Shen Wuyin smiled faintly, his voice barely louder than the rising steam:
"That depends... on you and me."
"Anyhow… did you ever expect to be up there still, side by side with the other five in Heaven? The legendary six of Mìngjiè Xiānlù. First to transcend. Fifty thousand years gone."
"It must have been different back then. To rise before the world had language for it. And then to stay... watching everything around you shift—sects rise and fall, cities crumble, names forgotten."
"People you knew, long since ash. And you? Still young. Still impossibly beautiful."
**"Yes, it was a different time.
The Heavens constantly rewrote the rules, reshaping cultivation to challenge each era anew.
Mine was chaos.
There were no sects, no guiding creeds—
only rogue cultivators locked in brutal struggle,
each one desperate to prove their supremacy.
Kill or be killed. That was the only law.
There were many of us then—countless.
But in the end,
only six survived.
Mìngjiè Xiānlù Heaven found a way for mortals to endure,
though the world teetered on extinction.
I remember standing atop the clouds,
watching the chaos below—everything obliterated.
I turned to the other five,
the last remaining cultivators beside me.
We could have slaughtered each other.
Instead, we stopped.
We chose something rarer than victory:
We decided to rebuild.
We became allies,
friends…
even lovers, for a while."**
"Then one of those three must have been your ex-husband. I already know which one."
"Let me tell you a little about myself—when I became immortal.
I thought deeply.
Turned over everything I had done, everything I had conquered.
And I saw the truth:
When humans obtain power, they do what they've always done—
conquer, consume, seize more.
I succeeded, of course.
I became the Emperor of a place once called Asia.
We took it all.
There were ten of us.
The Eternal Ten Generals, the mortals called us.
Our army was unstoppable—
No nation could stand against us.
We could have taken the entire Earth.
But I chose not to.
"Isn't the moon beautiful tonight?"
"It is," she said softly, sipping her tea while Ren and Mianmian lingered beneath the silver-lit sky.
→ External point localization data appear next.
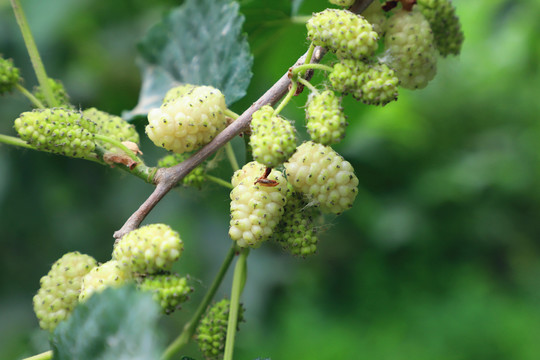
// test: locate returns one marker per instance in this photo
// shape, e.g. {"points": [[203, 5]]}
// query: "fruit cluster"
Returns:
{"points": [[145, 256]]}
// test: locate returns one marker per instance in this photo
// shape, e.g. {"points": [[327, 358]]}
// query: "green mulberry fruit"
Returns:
{"points": [[188, 122], [59, 131], [343, 3], [149, 249], [272, 139], [256, 206], [444, 22], [375, 15], [326, 122], [323, 176], [195, 178], [111, 126], [347, 76], [346, 34], [212, 329], [109, 274], [9, 75], [296, 231], [58, 91], [410, 49], [168, 290], [59, 289], [380, 85]]}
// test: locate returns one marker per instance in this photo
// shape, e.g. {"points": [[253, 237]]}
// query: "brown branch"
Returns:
{"points": [[167, 178]]}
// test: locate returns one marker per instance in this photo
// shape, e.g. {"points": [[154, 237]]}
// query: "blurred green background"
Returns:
{"points": [[438, 259]]}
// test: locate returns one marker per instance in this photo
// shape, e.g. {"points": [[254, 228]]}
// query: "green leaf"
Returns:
{"points": [[201, 43], [112, 325]]}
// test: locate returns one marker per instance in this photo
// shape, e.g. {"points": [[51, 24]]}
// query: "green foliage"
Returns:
{"points": [[115, 324], [200, 43]]}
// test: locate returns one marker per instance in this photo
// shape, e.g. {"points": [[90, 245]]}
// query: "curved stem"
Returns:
{"points": [[287, 98], [29, 95], [119, 145], [239, 280], [191, 325], [304, 67], [231, 114], [308, 85], [219, 181], [31, 47], [15, 141], [168, 178], [231, 156], [43, 356]]}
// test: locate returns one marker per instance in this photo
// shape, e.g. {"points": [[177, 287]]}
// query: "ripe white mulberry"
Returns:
{"points": [[188, 122], [59, 289], [256, 209], [323, 176]]}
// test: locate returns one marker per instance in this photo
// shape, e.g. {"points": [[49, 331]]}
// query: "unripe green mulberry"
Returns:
{"points": [[444, 22], [410, 49], [195, 178], [272, 139], [326, 122], [256, 207], [380, 85], [376, 17], [58, 91], [296, 231], [109, 274], [59, 291], [59, 131], [190, 121], [373, 84], [168, 290], [111, 126], [9, 75], [212, 329], [343, 3], [323, 176], [149, 249], [347, 75], [346, 34]]}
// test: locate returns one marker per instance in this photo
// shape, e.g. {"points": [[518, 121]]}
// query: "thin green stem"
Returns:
{"points": [[219, 181], [31, 47], [287, 98], [230, 155], [239, 280], [308, 85], [146, 173], [43, 356], [29, 95], [119, 145], [231, 114], [304, 67], [191, 325], [300, 19], [15, 141]]}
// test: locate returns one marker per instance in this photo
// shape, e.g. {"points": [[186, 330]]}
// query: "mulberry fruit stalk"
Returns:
{"points": [[323, 176], [326, 122], [60, 288]]}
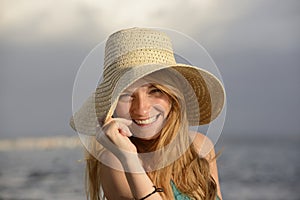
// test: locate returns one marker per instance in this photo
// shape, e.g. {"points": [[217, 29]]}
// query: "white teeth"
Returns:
{"points": [[147, 121]]}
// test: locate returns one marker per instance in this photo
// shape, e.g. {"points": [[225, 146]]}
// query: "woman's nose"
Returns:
{"points": [[141, 106]]}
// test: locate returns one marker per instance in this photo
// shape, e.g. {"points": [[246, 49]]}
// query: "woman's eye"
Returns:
{"points": [[155, 91]]}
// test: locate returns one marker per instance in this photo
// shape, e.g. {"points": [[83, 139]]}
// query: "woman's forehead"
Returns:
{"points": [[139, 83]]}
Later, after the others had retreated to their quarters, Lady Xuanhe remained in Ren's room.
He lay asleep, sprawled across his bed, Mianmian curled atop his head like a dreaming guardian.
Beside him, Lady Xuanhe lay watching—her gaze steady, her thoughts unspoken.
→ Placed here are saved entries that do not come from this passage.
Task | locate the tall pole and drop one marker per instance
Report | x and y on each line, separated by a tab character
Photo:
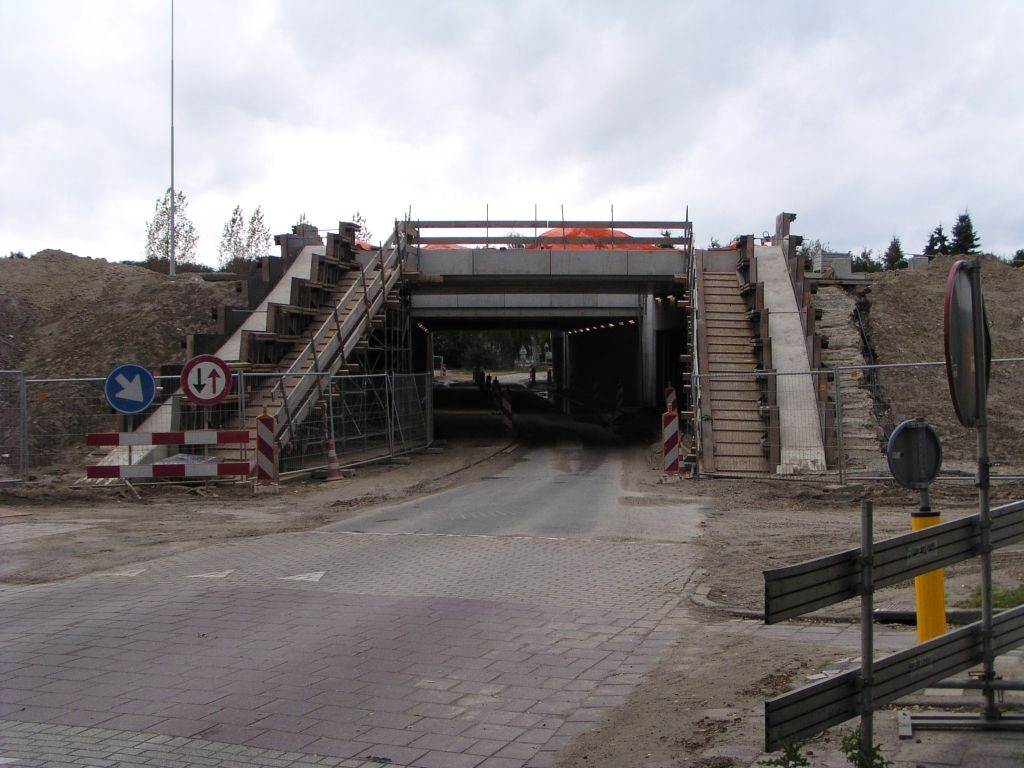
170	236
989	710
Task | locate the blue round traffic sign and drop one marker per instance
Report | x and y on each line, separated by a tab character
130	388
914	454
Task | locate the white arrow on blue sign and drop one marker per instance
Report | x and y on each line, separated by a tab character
130	388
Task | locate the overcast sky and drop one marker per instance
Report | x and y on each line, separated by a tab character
864	119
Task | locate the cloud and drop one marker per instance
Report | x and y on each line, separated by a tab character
864	119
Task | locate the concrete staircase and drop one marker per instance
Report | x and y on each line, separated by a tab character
318	331
862	437
737	429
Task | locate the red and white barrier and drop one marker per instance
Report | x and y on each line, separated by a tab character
197	437
266	461
670	399
507	410
143	471
670	440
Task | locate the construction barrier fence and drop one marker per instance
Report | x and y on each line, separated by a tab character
44	422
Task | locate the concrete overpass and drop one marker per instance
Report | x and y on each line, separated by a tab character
613	302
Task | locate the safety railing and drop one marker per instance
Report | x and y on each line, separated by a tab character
333	342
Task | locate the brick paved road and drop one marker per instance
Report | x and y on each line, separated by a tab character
345	648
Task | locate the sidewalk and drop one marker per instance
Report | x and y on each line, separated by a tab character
964	749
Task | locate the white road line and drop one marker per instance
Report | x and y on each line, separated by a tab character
133	572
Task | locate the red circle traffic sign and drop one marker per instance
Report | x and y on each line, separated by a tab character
957	331
206	380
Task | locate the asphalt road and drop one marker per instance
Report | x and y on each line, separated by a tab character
484	626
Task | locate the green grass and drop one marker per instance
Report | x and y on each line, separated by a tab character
1003	597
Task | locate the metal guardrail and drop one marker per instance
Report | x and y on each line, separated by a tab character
359	304
796	590
800	589
811	710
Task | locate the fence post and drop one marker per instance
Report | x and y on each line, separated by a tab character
24	425
430	407
388	399
840	448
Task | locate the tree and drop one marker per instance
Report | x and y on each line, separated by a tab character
258	238
938	243
893	258
360	221
865	262
158	230
231	246
965	240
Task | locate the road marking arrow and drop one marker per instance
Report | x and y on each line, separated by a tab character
219	574
130	390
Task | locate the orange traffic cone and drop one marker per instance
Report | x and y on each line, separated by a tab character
333	470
"You already know my name," she murmured into the hush. "May I see your true face up close, too? What is your name?"
Ren stirred. His eyes opened slowly, then turned to meet hers in the quiet dim.
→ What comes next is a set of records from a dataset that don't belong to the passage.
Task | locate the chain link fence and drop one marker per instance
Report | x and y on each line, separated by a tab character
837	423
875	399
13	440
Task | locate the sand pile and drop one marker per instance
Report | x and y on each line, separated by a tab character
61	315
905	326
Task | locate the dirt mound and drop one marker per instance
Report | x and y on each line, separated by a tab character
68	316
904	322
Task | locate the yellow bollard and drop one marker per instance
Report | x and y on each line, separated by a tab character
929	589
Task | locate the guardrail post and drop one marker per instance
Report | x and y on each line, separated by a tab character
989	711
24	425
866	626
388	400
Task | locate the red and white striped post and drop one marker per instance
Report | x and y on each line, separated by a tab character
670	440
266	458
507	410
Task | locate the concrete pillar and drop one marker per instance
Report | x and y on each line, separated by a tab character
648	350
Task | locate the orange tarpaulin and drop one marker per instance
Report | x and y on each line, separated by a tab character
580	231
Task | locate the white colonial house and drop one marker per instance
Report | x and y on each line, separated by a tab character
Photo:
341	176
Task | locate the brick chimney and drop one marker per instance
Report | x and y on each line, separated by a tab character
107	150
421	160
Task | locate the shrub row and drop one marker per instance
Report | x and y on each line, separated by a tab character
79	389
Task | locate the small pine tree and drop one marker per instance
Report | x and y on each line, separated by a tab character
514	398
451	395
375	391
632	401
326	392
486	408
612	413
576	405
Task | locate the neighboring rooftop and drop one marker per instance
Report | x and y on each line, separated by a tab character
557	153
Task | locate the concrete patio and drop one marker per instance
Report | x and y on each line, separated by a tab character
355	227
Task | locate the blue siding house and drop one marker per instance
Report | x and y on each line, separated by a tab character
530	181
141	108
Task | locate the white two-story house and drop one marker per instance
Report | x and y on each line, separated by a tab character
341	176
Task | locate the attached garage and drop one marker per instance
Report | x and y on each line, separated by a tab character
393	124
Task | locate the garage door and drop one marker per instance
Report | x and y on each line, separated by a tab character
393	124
With care, he moved Mianmian from atop his head, placing her gently against his chest.
She snuggled closer, untouched by the shift in atmosphere.
"As you wish," he murmured. "My true name... is Ren Blackdragon."
His form shimmered subtly as he shed illusion, revealing the face beneath legends.
Lady Xuanhe lay beside him, gaze fixed in reverent silence.
After a moment, she raised her hand, letting it hover near his eyes,
as if tracing the edges of a truth too sacred to touch.
"How old are you?" she asked softly.
He did not blink. "I am one hundred thousand, five hundred and two years old.
I've lived for quite some time now."
Lady Xuanhe Yulian met his gaze with a measured breath. Her voice was low, ceremonial, unhurried.
"My actual name is Xuanhe Yulian. I am fifty-four thousand years old.
I, too, have lived… for quite some time."
"I'm still waiting for you to ascend, Ren Blackdragon. Don't take too long—after all, you promised to become my disciple. And I'm curious to see what you'll do when your cultivation finally pierces the Divine Realm.
"I intend to reach the Divine Realm—and to become your disciple, as promised. After all, it would be foolish to keep a goddess waiting too long."
he smiled at him—not out of jealousy, but like someone holding the thread that binds every romantic myth ever whispered beneath moonlight.
"Which goddess, though?" she asked, voice soft but laced with a thousand titles. "After all, your wives and lovers are waiting too."
Ren didn't even blink.
"Then I'd be an even greater fool to keep more than one goddess waiting, wouldn't I?"
Somewhere, a celestial ledger paused—unable to distinguish flirtation from divine prophecy.